What is address(0) in Solidity

Solution 1:

Within an Ethereum transaction, the zero-account is just a special case used to indicate that a new contract is being deployed. It is literally '0x0' set to the to field in the raw transaction.

Every Ethereum transaction, whether it's a transfer between two external accounts, a request to execute contract code, or a request to deploy a new contract, are encoded in the same way. A raw transaction object will look something like this:

transaction = {
  nonce: '0x0', 
  gasLimit: '0x6acfc0', // 7000000
  gasPrice: '0x4a817c800', // 20000000000
  to: '0x0',
  value: '0x0',
  data: '0xfffff'
};

If to is set to something other than '0x0', this request will result in transferring ether to the address (if value is non-zero), and execute the function encoded in the data field. Remember, the address can either be a contract or an external account.

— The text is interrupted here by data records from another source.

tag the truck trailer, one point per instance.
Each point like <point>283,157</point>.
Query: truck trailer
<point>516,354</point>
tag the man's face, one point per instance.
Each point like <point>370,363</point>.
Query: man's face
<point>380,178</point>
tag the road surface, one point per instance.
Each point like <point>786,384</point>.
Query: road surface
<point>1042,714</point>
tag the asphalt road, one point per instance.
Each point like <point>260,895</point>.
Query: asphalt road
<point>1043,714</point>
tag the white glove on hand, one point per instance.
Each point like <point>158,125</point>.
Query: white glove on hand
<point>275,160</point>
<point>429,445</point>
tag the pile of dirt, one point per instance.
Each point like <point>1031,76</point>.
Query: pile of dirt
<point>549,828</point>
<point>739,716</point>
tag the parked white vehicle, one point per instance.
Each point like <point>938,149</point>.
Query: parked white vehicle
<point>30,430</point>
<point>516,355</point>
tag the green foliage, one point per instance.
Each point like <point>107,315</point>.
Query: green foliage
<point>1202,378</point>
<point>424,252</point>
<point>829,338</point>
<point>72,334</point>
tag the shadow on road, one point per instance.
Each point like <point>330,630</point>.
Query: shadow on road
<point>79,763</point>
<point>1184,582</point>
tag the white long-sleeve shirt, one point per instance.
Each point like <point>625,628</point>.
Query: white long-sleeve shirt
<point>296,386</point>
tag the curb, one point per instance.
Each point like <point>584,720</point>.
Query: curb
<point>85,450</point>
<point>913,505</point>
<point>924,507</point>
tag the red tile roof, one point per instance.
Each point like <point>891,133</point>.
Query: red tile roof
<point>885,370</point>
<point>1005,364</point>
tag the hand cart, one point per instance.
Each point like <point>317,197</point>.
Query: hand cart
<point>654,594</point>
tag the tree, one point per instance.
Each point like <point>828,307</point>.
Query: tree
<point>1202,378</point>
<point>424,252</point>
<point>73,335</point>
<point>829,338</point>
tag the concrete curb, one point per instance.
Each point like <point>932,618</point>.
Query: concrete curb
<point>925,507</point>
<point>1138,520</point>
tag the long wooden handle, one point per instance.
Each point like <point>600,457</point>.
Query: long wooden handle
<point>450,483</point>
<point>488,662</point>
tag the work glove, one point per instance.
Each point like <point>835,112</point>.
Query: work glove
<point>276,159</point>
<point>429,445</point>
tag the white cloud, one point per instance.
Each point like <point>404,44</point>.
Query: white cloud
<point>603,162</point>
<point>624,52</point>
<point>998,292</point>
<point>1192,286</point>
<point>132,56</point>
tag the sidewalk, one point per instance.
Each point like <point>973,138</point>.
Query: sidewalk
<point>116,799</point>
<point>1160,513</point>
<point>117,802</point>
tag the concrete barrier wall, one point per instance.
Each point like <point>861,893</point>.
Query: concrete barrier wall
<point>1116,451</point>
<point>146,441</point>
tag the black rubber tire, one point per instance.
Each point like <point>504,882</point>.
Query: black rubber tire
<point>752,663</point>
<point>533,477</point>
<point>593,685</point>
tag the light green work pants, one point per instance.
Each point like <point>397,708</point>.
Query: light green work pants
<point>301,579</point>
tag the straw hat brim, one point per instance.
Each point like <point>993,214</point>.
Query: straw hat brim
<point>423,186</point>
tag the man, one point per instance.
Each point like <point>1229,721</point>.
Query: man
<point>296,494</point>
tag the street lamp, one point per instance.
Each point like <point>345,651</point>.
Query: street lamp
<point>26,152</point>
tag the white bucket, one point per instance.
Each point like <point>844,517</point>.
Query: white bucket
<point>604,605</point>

When the to address is the zero-address, a new contract will be created by executing the code in data (this is what is meant by "code that returns the code"). The address of the newly created contract is technically known beforehand as it's based on the address of the sender and it's current nonce. That address becomes the official address of the contract after mining.

For a pretty good read on Ethereum transactions, check out this blog post.

Note: There is also the actual Solidity code statement address(0) which is the initial value of a variable of type address. The documentation you posted, however, is referring to specifically when the to account address in a transaction is set to '0x0'.

Solution 2:

It's not actually true that a contract creation transaction has a "to" field set to the zero address (meaning 0x00...000). This is an easy mistake to make (and I've made it too) as it is described that way in many resources.

The passage you cite from the Solidity docs were updated to state this:

If the target account is not set (the transaction does not have a recipient or the recipient is set to null), the transaction creates a new contract. As already mentioned, the address of that contract is not the zero address but an address derived from the sender and its number of transactions sent (the “nonce”).

So you can see they realized at some point that the recipient field should be empty. I've actually looked at serialized creation transactions and found 0x80 there instead of an RLP-ed zero address.

In fact, 0x80 is the RLP encoding of an empty byte array, which is what the Yellow Paper states is the recipient for a contract creation:

The address hash $T_t$ is slightly different: it is either a 20-byte address hash or, in the case of being a contract-creation transaction (and thus formally equal to ∅), it is the RLP empty byte sequence and thus the member of $B_0$

As I said, this is a common source of confusion. In that vein, this GitHub PR rolling back a mistakenly "fixed" test is amusing. It has the comment:

RLP encoding of 0 is encoding of empty byte array, so 0x80 is correct.

0x00 is encoding of byte array of length 1 containing one byte 0, not encoding of integer 0.